Do impact investors do anything different during this period?
The activities of impact investors during the post-investment period are going to be fairly similar to traditional angels, but the tracking process is more involved and the follow-on financing decisions are a bit more complicated. In addition to tracking business performance, impact investors need to track the company’s progress against the various metrics or KPIs they have identified as indicators of the impact the company is having. It is not enough for the company to merely stay alive or grow, for an impact investor the company also needs to provide the anticipated social good.
The follow-on investment decision similarly brings an added layer of complexity for impact investors. They need to assess the company financially to ensure that it is viable and growing as a business and meriting follow on investment. This evaluation might require a more patient perspective, given the non-financial freight the company is trying to carry.

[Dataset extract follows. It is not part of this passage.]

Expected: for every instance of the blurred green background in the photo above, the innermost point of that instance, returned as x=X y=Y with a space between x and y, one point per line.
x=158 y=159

They also need to consider two additional angles. First is a reevaluation of the opportunity cost of putting follow on investment into the company as compared to another company which might be producing greater societal good per dollar invested. This company might need their dollars, but another company might be in a better position to leverage those dollars for maximum impact. That has to be weighed if the investor is going to maximize their impact. Second, the impact investor needs to think especially hard about the negative impacts of withholding their financial support. No investor likes to withhold their financial support, but ordinary investors recognize that good money after bad is just a waste. Impact investors need to consider how the community of stakeholders will be affected if the company cannot grow or, worse, fails, due to their lack of support. Will employees lose their jobs? Will impacted community members reliant on the company’s support be unduly harmed? This makes it a much more nuanced and complex decision.
So there you have it. A step by step unpacking of all the details embedded in the seemingly simple concept of a startup raising a little money from a few investors.